Hij gaf zijn vroege trainer, Stu Smith, de eer voor het leren oproepen van die mentaliteit op de momenten dat het er echt toe deed. “Eén van mijn eerste trainers, Stu Smith, heeft dat echt uit mij gehaald. Ik moest er hard aan werken, maar als ik het losliet voelde het goed. Het is fijn om soms een badass te zijn.”

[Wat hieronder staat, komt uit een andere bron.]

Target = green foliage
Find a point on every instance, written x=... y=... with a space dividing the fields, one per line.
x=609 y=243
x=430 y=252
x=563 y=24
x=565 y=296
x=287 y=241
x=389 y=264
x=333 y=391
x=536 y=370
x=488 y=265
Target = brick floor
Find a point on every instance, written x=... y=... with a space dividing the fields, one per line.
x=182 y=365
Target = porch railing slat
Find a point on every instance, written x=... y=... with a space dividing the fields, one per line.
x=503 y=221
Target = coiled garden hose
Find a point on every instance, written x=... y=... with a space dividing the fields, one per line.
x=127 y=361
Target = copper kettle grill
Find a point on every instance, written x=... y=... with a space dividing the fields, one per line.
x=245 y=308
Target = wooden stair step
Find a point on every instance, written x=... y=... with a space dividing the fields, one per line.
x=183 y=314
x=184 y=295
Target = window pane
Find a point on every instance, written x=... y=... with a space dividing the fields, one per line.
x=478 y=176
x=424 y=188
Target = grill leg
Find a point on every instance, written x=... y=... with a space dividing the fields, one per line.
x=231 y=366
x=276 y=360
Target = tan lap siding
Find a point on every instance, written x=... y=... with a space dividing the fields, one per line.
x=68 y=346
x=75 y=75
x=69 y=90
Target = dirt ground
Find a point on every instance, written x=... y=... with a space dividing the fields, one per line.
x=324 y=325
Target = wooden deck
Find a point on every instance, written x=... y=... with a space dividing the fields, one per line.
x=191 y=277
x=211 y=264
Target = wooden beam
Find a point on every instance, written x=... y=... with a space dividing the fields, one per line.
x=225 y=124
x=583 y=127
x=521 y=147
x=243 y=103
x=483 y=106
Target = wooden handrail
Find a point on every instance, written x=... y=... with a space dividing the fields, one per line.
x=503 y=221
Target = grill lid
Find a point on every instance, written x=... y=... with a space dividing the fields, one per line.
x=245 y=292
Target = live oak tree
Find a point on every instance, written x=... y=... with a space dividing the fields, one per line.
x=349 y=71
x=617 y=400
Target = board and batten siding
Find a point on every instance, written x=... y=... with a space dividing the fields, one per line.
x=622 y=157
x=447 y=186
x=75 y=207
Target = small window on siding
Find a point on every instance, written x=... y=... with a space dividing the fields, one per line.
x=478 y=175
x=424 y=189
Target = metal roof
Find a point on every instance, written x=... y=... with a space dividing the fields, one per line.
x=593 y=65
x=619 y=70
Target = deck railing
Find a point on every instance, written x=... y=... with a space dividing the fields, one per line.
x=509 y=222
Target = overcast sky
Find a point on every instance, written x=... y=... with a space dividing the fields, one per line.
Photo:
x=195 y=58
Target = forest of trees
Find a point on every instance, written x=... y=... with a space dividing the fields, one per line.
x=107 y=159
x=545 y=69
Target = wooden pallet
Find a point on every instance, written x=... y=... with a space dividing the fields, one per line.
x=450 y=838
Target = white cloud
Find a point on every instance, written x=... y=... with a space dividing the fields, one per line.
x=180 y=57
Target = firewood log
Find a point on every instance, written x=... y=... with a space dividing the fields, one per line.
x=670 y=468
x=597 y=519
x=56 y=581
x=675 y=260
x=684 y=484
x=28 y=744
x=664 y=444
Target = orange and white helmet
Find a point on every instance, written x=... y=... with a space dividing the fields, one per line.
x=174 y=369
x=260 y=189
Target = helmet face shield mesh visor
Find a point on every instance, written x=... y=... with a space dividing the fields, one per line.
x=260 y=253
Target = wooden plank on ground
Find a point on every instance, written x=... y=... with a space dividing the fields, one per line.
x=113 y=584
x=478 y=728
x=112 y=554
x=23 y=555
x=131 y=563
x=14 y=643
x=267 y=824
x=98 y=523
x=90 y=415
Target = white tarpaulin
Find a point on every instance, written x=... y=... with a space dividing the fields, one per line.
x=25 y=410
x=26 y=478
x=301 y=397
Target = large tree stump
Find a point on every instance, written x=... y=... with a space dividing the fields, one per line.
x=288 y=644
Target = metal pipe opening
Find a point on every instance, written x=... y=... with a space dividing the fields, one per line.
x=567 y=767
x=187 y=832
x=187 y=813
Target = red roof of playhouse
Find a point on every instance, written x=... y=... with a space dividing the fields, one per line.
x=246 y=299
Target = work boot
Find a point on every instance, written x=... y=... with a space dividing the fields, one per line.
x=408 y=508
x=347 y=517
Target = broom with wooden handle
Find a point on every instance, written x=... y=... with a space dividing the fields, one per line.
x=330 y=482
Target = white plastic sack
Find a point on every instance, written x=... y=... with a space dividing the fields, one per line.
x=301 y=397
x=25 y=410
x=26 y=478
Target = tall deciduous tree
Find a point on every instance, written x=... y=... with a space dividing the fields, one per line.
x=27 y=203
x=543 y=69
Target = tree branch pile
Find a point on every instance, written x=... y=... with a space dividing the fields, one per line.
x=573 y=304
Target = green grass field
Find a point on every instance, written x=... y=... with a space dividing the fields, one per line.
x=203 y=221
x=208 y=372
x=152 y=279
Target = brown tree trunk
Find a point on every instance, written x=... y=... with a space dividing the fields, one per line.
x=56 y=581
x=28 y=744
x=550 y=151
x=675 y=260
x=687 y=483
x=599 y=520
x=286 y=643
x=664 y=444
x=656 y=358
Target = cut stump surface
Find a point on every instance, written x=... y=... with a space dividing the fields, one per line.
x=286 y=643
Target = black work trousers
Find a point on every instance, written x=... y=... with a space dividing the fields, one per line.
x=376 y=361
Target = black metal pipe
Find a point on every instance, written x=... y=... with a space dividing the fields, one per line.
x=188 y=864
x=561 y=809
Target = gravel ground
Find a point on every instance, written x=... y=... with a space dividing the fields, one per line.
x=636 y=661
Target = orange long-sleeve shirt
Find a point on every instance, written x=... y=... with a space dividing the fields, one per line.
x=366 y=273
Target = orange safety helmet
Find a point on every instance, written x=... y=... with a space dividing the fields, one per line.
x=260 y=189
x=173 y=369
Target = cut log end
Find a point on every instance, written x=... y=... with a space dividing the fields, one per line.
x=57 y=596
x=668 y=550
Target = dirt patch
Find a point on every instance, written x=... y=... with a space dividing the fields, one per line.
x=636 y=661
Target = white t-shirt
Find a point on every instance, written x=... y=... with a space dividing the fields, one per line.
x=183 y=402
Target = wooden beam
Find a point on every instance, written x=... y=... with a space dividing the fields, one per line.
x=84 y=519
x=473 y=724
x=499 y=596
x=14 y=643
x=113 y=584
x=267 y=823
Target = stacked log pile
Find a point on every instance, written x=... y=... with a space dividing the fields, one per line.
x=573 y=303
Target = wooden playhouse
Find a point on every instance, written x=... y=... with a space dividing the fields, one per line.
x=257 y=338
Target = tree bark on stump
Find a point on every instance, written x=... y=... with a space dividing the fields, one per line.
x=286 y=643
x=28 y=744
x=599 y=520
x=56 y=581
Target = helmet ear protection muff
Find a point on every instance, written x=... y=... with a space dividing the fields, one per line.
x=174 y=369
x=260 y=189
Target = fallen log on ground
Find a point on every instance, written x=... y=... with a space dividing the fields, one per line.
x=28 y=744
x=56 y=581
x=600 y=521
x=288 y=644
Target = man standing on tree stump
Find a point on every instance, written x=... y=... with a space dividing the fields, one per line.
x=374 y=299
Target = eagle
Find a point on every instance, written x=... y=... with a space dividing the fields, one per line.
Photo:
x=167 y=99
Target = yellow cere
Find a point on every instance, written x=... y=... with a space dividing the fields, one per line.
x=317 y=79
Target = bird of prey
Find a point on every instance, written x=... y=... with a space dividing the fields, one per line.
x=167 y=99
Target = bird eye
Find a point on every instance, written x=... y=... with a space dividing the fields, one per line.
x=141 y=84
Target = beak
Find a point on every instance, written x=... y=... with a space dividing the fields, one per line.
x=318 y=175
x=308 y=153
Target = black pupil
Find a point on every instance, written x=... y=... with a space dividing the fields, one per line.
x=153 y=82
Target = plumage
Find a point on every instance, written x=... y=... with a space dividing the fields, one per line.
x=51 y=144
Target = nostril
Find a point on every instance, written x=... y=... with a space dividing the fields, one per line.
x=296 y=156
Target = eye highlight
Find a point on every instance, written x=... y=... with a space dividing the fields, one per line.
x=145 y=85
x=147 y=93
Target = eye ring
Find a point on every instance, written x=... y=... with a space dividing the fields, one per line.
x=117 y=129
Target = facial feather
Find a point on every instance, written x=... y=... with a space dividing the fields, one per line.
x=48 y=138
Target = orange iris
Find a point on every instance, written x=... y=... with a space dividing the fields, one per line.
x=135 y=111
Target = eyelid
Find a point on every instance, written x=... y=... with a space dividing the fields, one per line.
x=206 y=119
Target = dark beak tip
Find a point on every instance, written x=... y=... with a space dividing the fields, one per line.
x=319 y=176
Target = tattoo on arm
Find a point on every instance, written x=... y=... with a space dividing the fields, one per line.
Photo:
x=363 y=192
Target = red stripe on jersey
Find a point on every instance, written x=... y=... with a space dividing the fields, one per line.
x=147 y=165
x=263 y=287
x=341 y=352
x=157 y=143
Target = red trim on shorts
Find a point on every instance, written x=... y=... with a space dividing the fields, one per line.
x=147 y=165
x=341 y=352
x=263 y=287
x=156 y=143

Ricciardo kon geen killer zijn 24/7

Toch gaf Ricciardo toe dat het niet vol te houden was om altijd stoer en agressief te zijn. “Het zou me te veel energie kosten om de hele tijd zo te doen, omdat het niet natuurlijk voor me is. Ik zag andere coureurs die dat killer instinct van ’s ochtends tot ’s avonds hadden, en ik wenste dat ik zoals zij kon zijn. Mensen zagen me lachen en grappen maken, en ze zagen dat soms als zwakte en onderschatten me daardoor. Maar als ik mijn helm opzette, dacht ik: ‘Oké, nu is het tijd om stoer te zijn, net als de anderen.’”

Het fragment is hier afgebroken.